Even if a treaty does not contain an explicit provision regarding the environment, courts have already relied on article 8 of the treaty, the right to respect for private and family life, and the obligation of states to maintain a “healthy environment.” I am making a judgment. In connection with waste management or industrial activities.

The first of the three cases to be decided on Tuesday was brought personally by the Swiss Association of Climate Protection Elders (2,500 women, average age 73) and four of its members. .

They complain about the “failures of the Swiss authorities” on climate protection, which they say “has a serious negative impact on the health situation”.

Damien Carême, the former mayor of the northern French coastal city of Grand Sinte, has attacked the “deficiencies” of the French state, saying it risks sinking the town into the North Sea.

He already filed a lawsuit in 2019 with France’s Council of State (Supreme Administrative Court), alleging France’s “inaction on climate change.” Although the court ruled in favor of the municipality in July 2021, it dismissed the lawsuit brought by Mr. Caleme in his own name, prompting Mr. Caleme to take the case to the ECHR.

“For everyone’s benefit”

The third case was brought by a group of six Portuguese men aged between 12 and 24 who took action after fires devastated their country in 2017.

Their case is not only against Portugal, but also 31 other countries (all EU member states, plus Norway, Switzerland, Turkey, the United Kingdom, and Russia).

Almost all European countries, not just the EU member states, belong to the Council of Europe.

Although Russia was expelled from the COE after the invasion of Ukraine, cases against Russia are still being heard in court.

The ECHR will only hear cases once all domestic appeals have been exhausted.

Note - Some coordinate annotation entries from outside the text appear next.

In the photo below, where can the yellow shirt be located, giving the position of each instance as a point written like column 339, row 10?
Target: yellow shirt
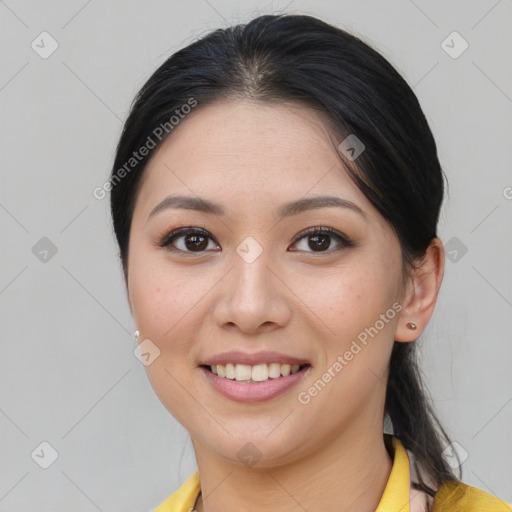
column 451, row 497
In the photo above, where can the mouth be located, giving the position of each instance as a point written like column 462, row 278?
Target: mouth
column 253, row 383
column 254, row 373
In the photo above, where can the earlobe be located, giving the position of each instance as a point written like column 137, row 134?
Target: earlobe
column 421, row 293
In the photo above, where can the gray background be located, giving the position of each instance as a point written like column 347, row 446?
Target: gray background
column 68, row 375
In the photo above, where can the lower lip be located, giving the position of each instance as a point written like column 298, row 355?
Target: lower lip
column 241, row 391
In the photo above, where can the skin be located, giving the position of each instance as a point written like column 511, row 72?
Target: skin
column 251, row 158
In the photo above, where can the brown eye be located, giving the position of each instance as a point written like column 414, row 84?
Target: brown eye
column 188, row 240
column 320, row 239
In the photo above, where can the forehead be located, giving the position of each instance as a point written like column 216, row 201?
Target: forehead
column 254, row 150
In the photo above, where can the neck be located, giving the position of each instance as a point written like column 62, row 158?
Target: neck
column 347, row 473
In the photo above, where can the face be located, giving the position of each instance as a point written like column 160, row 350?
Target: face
column 262, row 275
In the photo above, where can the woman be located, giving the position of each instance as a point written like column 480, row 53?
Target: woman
column 275, row 197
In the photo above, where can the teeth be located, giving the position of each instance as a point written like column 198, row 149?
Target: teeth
column 230, row 371
column 256, row 373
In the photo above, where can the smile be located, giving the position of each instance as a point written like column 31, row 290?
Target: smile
column 253, row 383
column 254, row 373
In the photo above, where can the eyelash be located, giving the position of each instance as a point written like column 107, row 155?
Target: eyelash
column 166, row 241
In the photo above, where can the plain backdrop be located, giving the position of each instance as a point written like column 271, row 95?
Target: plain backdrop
column 68, row 374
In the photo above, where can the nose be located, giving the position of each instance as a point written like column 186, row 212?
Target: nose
column 252, row 298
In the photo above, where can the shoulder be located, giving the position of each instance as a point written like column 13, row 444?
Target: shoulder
column 184, row 499
column 456, row 496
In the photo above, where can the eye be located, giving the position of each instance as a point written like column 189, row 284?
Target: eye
column 188, row 239
column 319, row 239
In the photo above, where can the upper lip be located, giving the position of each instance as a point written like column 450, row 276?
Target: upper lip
column 238, row 357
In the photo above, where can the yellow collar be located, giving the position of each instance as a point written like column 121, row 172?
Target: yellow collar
column 395, row 497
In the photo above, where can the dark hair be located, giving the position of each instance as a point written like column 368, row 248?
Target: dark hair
column 301, row 59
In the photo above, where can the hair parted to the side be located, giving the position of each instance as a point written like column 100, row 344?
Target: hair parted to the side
column 301, row 59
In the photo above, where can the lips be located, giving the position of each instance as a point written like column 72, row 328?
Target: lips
column 244, row 377
column 238, row 357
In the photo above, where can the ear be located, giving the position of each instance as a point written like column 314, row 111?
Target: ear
column 420, row 294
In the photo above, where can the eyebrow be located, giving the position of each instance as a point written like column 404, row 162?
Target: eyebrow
column 287, row 210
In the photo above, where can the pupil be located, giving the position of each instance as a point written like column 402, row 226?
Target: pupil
column 319, row 242
column 196, row 242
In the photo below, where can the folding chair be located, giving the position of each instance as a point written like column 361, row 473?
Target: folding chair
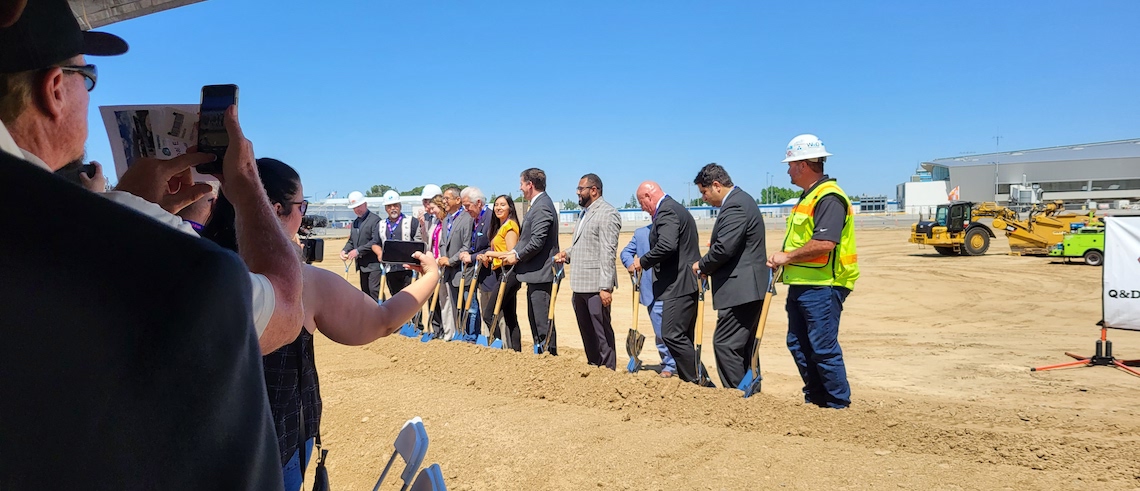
column 412, row 446
column 430, row 479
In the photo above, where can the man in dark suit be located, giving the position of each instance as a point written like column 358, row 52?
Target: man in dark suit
column 737, row 261
column 534, row 255
column 148, row 377
column 673, row 248
column 364, row 235
column 457, row 227
column 474, row 203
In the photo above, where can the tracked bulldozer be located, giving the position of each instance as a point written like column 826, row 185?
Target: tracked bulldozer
column 958, row 230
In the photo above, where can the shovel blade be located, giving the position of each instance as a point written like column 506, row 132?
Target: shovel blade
column 409, row 330
column 634, row 366
column 750, row 384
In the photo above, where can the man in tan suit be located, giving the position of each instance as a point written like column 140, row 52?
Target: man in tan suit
column 594, row 251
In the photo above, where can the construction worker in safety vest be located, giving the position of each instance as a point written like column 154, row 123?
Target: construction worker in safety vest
column 820, row 268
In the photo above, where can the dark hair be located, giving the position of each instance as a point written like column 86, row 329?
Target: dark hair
column 713, row 173
column 281, row 182
column 536, row 177
column 511, row 215
column 592, row 179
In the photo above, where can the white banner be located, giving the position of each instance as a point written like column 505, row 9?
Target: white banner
column 1122, row 272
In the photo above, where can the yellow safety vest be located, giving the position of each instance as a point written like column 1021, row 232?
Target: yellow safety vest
column 837, row 268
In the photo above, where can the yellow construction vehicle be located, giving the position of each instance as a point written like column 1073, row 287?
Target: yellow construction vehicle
column 958, row 230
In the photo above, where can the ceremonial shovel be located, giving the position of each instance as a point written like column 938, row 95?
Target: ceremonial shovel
column 635, row 340
column 702, row 375
column 751, row 382
column 431, row 313
column 559, row 272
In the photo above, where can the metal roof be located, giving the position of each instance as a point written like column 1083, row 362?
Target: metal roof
column 1082, row 152
column 92, row 14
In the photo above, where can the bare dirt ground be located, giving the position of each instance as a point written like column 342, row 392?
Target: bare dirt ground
column 938, row 352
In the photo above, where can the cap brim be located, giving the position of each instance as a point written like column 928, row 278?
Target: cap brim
column 100, row 43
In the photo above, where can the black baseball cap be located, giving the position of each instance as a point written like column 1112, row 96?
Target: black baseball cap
column 48, row 33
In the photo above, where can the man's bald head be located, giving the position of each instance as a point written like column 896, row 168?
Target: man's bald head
column 648, row 194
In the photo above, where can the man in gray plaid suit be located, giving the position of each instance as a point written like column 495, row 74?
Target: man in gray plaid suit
column 594, row 250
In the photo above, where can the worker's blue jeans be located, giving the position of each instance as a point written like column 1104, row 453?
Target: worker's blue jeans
column 813, row 338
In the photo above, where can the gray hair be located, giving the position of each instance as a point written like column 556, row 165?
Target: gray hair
column 474, row 194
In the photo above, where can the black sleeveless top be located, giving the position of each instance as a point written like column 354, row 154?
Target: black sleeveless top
column 294, row 393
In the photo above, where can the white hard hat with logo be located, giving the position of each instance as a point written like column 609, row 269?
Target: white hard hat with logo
column 430, row 190
column 805, row 147
column 356, row 198
column 391, row 197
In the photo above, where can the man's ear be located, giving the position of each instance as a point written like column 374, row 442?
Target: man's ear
column 50, row 93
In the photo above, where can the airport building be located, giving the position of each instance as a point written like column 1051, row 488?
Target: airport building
column 1105, row 176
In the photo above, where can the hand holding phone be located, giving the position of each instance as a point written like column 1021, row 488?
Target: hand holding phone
column 212, row 136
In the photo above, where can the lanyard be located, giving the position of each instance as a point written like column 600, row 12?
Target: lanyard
column 391, row 227
column 474, row 231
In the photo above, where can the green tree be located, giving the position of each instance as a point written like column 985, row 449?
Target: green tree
column 379, row 190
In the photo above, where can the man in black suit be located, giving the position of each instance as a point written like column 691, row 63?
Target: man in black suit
column 364, row 235
column 673, row 248
column 534, row 255
column 138, row 362
column 737, row 261
column 474, row 203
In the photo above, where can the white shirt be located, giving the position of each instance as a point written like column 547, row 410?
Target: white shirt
column 7, row 144
column 263, row 297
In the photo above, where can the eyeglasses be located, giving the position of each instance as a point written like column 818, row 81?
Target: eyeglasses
column 304, row 205
column 89, row 72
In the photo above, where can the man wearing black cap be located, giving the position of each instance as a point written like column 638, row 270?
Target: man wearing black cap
column 130, row 354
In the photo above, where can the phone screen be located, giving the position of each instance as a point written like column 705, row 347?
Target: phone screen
column 399, row 252
column 212, row 136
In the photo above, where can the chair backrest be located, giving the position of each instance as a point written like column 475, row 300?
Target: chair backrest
column 430, row 479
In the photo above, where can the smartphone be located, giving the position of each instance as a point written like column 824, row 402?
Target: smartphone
column 212, row 136
column 399, row 252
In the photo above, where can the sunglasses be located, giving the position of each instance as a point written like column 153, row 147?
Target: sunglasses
column 304, row 205
column 89, row 72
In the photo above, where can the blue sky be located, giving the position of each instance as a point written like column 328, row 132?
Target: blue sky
column 356, row 93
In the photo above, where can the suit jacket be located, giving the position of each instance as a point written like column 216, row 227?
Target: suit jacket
column 456, row 240
column 594, row 250
column 538, row 242
column 673, row 251
column 481, row 244
column 364, row 235
column 637, row 247
column 133, row 360
column 737, row 260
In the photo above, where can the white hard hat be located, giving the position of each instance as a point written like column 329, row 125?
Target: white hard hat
column 430, row 190
column 391, row 197
column 805, row 147
column 356, row 198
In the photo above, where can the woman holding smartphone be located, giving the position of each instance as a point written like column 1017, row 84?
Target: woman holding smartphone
column 505, row 223
column 339, row 310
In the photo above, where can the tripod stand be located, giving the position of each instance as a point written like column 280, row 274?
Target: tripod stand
column 1102, row 357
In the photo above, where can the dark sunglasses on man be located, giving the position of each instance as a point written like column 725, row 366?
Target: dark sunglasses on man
column 89, row 72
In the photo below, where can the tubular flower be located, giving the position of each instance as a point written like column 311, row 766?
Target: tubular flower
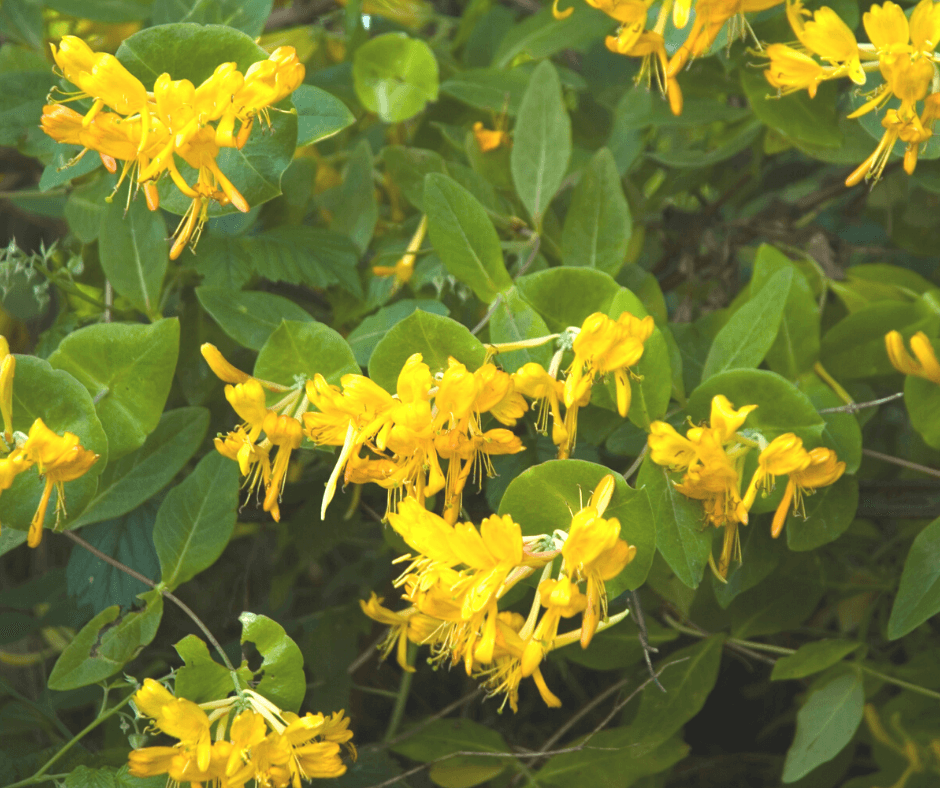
column 712, row 458
column 633, row 39
column 148, row 130
column 254, row 740
column 922, row 364
column 60, row 459
column 902, row 50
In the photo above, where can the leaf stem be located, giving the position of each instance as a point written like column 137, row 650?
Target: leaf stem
column 39, row 776
column 148, row 582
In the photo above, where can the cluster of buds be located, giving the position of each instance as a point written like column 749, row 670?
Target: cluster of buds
column 147, row 130
column 712, row 459
column 601, row 347
column 57, row 458
column 635, row 40
column 457, row 576
column 901, row 49
column 253, row 741
column 923, row 364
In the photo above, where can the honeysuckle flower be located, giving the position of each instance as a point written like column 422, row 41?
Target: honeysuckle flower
column 60, row 459
column 822, row 470
column 712, row 458
column 254, row 740
column 595, row 552
column 922, row 364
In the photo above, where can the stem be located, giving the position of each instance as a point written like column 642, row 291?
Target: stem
column 402, row 700
column 857, row 406
column 830, row 381
column 902, row 463
column 148, row 582
column 38, row 776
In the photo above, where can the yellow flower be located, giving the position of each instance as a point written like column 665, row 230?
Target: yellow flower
column 823, row 469
column 925, row 364
column 562, row 599
column 60, row 459
column 594, row 552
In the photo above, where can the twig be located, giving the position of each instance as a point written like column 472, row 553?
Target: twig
column 857, row 406
column 902, row 463
column 636, row 463
column 148, row 582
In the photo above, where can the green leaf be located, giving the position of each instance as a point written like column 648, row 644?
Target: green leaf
column 542, row 144
column 92, row 582
column 193, row 51
column 464, row 237
column 919, row 593
column 128, row 369
column 760, row 557
column 780, row 602
column 598, row 225
column 282, row 667
column 514, row 320
column 680, row 534
column 357, row 210
column 135, row 478
column 855, row 346
column 543, row 498
column 813, row 658
column 248, row 16
column 302, row 350
column 202, row 679
column 364, row 337
column 408, row 168
column 825, row 725
column 747, row 336
column 688, row 682
column 489, row 89
column 541, row 35
column 828, row 513
column 133, row 250
column 249, row 318
column 796, row 347
column 652, row 387
column 781, row 406
column 196, row 520
column 922, row 398
column 435, row 337
column 395, row 76
column 320, row 115
column 566, row 296
column 107, row 643
column 39, row 391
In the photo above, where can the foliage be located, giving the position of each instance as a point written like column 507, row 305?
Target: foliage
column 676, row 410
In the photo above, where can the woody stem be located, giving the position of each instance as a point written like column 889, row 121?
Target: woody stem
column 148, row 582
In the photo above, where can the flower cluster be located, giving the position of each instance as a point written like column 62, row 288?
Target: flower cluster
column 635, row 40
column 712, row 459
column 57, row 458
column 253, row 741
column 923, row 364
column 147, row 130
column 901, row 49
column 601, row 347
column 458, row 574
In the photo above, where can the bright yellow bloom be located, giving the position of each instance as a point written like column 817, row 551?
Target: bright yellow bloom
column 60, row 459
column 823, row 469
column 924, row 362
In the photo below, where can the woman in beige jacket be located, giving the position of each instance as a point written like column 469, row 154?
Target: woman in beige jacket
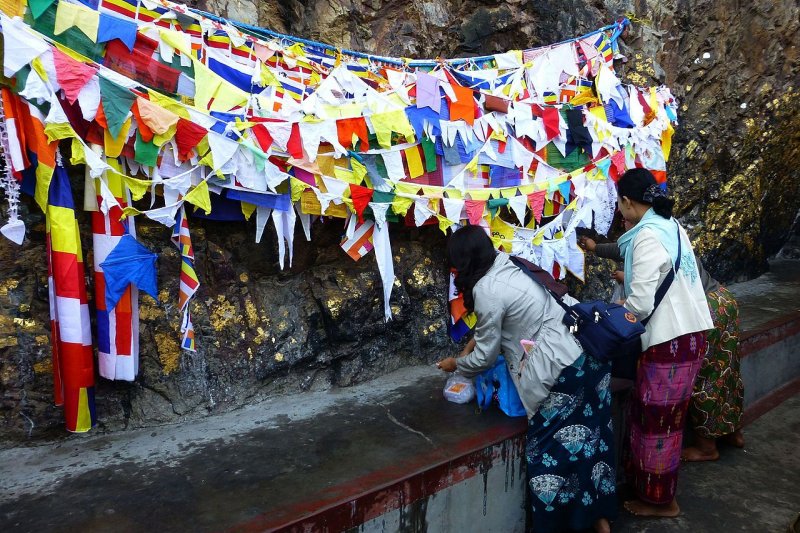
column 673, row 344
column 570, row 449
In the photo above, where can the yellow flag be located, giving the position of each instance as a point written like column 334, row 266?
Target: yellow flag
column 199, row 196
column 248, row 209
column 401, row 204
column 298, row 186
column 359, row 170
column 444, row 223
column 666, row 140
column 138, row 187
column 177, row 40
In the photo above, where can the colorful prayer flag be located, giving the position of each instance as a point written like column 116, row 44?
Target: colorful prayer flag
column 188, row 278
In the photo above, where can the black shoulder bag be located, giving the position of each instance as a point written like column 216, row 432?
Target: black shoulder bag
column 607, row 331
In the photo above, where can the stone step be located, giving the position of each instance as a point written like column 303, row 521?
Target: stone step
column 387, row 455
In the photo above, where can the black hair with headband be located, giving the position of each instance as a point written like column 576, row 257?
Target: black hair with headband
column 640, row 185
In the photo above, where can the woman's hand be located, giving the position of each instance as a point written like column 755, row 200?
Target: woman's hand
column 587, row 244
column 448, row 365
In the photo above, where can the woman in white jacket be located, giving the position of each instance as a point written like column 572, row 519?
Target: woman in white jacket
column 673, row 345
column 570, row 449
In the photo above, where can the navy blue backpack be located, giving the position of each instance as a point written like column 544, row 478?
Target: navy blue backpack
column 606, row 331
column 496, row 383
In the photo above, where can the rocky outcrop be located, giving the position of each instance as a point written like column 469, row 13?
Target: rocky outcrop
column 262, row 331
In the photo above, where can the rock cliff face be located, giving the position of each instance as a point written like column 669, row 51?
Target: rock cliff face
column 733, row 169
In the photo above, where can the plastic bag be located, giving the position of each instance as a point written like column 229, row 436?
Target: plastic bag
column 459, row 389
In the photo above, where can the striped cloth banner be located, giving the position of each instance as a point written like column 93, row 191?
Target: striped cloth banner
column 73, row 361
column 189, row 281
column 461, row 321
column 117, row 328
column 360, row 244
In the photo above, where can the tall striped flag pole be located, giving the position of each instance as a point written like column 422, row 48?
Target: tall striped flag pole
column 73, row 361
column 188, row 279
column 117, row 328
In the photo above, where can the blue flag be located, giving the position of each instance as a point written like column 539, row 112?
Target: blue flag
column 129, row 262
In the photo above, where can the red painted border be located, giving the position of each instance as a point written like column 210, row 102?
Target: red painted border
column 365, row 498
column 359, row 500
column 771, row 401
column 752, row 341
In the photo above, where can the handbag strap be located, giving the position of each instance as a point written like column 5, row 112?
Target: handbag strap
column 665, row 285
column 522, row 266
column 660, row 292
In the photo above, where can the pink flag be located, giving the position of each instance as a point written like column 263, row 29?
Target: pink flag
column 475, row 210
column 536, row 201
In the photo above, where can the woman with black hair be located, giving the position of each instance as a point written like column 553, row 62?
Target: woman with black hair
column 570, row 449
column 673, row 344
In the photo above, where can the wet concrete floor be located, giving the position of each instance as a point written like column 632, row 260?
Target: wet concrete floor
column 756, row 489
column 770, row 296
column 228, row 469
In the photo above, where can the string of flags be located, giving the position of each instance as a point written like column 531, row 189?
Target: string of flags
column 177, row 114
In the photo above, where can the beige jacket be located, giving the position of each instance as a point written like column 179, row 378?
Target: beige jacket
column 511, row 307
column 684, row 308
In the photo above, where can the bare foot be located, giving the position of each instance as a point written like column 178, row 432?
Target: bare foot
column 602, row 526
column 735, row 439
column 640, row 508
column 693, row 454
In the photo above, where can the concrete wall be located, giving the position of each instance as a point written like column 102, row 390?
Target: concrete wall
column 491, row 498
column 770, row 358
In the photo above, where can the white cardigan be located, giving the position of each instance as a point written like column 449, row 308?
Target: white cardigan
column 684, row 308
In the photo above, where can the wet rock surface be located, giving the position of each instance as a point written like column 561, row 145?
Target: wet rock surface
column 263, row 332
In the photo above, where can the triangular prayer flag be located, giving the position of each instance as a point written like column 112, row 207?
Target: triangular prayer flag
column 361, row 197
column 79, row 16
column 129, row 262
column 39, row 6
column 536, row 201
column 111, row 27
column 145, row 153
column 187, row 136
column 475, row 210
column 117, row 102
column 495, row 204
column 199, row 196
column 464, row 107
column 414, row 162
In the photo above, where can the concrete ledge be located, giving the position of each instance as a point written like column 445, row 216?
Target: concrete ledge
column 770, row 357
column 770, row 368
column 422, row 497
column 387, row 455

The ruling is binding, although compliance by certain countries, such as Turkey, is questionable.

The three lawsuits rely primarily on the treaty’s provisions protecting the “right to life” and the “right to respect for private life.”

However, courts will issue precedential decisions only if they determine that these cases have exhausted all remedies at the national level.

The accused state tried to prove this was not the case in two hearings held in 2023.